Le « zéro phyto » entre en vigueur en 2017. Quoique peu utilisés en forêt, les herbicides laissent peu à peu la place à des techniques mécanisées dans les massifs gérés par l’Office national des forêts.
L’objectif « zéro phyto » vaut aussi pour les forêts publiques. L’Office national des forêts (ONF) s’y prépare avec des techniques mécanisées, en substitut aux herbicides.
À compter de 2017, il est interdit à l’État, aux collectivités locales et aux établissements publics, d’utiliser des produits phytosanitaires pour l’entretien des espaces verts, des forêts, des voiries et des promenades, accessibles ou ouverts au public. C’est une disposition inscrite dans le Code rural et de la pêche maritime (article L253-7).
La nouvelle législation ne se limite pas aux herbicides. Elle englobe tous les produits phytopharmaceutiques, à l’exception du biocontrôle, des produits autorisés en agriculture biologique, des substances dites « à faible risque », et de ce qui relève de la lutte contre les organismes nuisibles. À l’égard des insectes ravageurs, le biocontrôle est en test, par exemple contre la processionnaire du chêne.
L’épandage d’herbicides, une méthode en sursis
L’usage des herbicides en forêt est considéré comme anecdotique, en termes quantitatifs. Claudine Richter, du département recherche, développement, innovation, à l’ONF, précise :
« Les herbicides s’utilisent traditionnellement avant la plantation, afin qu’il n’y ait plus de végétation concurrente au moment où l’on installe les plants. Nous y avions recours dans les forêts publiques de manière raisonnée et restreinte. Ce type de méthodes est en sursis. Avec le “zéro phyto”, il nous faut innover. »

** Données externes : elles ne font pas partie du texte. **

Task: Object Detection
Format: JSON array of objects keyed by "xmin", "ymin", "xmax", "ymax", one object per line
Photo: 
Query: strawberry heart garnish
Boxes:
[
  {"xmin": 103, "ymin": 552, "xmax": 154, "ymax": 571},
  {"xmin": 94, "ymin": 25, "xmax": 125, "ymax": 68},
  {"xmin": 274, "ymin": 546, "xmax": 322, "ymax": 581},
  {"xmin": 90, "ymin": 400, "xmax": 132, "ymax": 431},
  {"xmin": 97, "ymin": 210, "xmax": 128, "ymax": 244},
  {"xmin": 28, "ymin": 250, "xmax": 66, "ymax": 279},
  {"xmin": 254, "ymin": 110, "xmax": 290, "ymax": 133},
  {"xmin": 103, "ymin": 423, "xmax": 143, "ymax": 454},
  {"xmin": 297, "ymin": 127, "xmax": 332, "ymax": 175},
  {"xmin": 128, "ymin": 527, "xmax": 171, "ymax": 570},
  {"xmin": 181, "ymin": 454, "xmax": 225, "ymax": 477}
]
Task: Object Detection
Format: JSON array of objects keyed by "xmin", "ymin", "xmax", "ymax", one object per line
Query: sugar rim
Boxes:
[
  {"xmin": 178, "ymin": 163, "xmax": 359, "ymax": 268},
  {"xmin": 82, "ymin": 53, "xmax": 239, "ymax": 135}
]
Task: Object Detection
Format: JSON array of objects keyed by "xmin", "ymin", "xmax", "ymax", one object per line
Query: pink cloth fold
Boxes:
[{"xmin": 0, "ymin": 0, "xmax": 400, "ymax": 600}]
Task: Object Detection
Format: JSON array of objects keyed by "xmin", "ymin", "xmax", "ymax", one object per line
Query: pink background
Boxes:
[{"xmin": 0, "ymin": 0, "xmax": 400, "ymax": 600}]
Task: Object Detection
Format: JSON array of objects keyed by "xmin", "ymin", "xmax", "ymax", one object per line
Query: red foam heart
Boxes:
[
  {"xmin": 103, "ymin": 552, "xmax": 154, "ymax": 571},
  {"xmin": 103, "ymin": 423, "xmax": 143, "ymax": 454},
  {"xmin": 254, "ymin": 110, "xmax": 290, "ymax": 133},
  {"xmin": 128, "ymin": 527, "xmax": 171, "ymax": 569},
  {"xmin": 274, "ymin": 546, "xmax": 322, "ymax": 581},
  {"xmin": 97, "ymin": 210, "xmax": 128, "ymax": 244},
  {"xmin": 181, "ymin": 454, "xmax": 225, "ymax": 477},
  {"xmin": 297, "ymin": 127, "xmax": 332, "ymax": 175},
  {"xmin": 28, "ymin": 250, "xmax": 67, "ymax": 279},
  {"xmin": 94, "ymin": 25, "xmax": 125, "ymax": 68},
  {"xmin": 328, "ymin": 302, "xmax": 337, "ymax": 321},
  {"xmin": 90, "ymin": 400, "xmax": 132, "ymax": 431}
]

La molinie, la fougère, des graminées en contexte sec, comptent parmi les principaux rivaux des plants forestiers. Ces végétations peuvent entrer en compétition avec les jeunes arbres pour l’accès à l’eau et à la lumière, et le développement racinaire.
Mini-pelle et scarificateur réversible
Depuis 5 ans, l’ONF travaille sur des techniques mécanisées pour contrer la concurrence herbacée dans les forêts de plantation et celles en régénération naturelle. Il le fait en partenariat avec l’INRA-Nancy, avec la participation du Centre national de la propriété forestière (CNPF) ainsi que des centres régionaux (CRPF), et l’Institut pour le développement forestier. Ceci de concert avec des constructeurs d’engins et outils.
Claudine Richter en décrit le principe :
« Ces techniques s’appuient sur une mini-pelle, un engin plutôt mobile et léger, de 3 à 5 tonnes, monté sur chenille, et sur lequel viennent s’adapter divers outils. »
Maniable et compacte, la mini-pelle est conçue pour se frayer un chemin dans les situations d’encombrement ou dans les terrains en pente (allant jusqu’à 30 °). Par exemple, elle s’associe avec un râteau scarificateur réversible (breveté par Becker) qui extrait du sol les racines des fougères. Par comparaison avec la fougère, la molinie donne plus de fil à retordre, explique Claudine Richter :
« La molinie se trouve sur des sols présentant des contraintes d’hydromorphie. Le scarificateur prélèverait alors des paquets de terre avec des risques de bourrage dans le râteau. »
Transfert technologique, évaluation coût-efficacité
Les essais portent sur cinq sites expérimentaux et, à une échelle plus large, sur une dizaine de placettes pilotes, en tout 70 à 80 ha. Le transfert technologique a commencé concernant la fougère, par le biais de formations ou de visites de terrain. L’INRA met à disposition des fiches sur la mini-pelle et le scarificateur réversible, et d’autres outils tels que pioche-herse ou sous-soleur.
Le projet s’appuie notamment sur des financements du ministère chargé de la forêt, et de France Bois Forêt.
Le coût de ces outils paraît a priori plus élevé que celui des herbicides au moment de l’installation. Mais, leur efficacité pourrait faire baisser les coûts sur le long terme, grâce à des dégagements moins nombreux, tels que les bâtonnages pratiqués sur la fougère. Là aussi, Grenier Franco vient de développer un bâtonneur mécanisé pour les forêts en régénération naturelle.
L’évaluation se poursuit, en termes de performance technique et de productivité, et sur la façon dont les plants et leur système racinaire se développent, et de même pour la végétation concurrente. Un autre projet vise à étudier l’effet de telles opérations mécaniques sur le carbone du sol.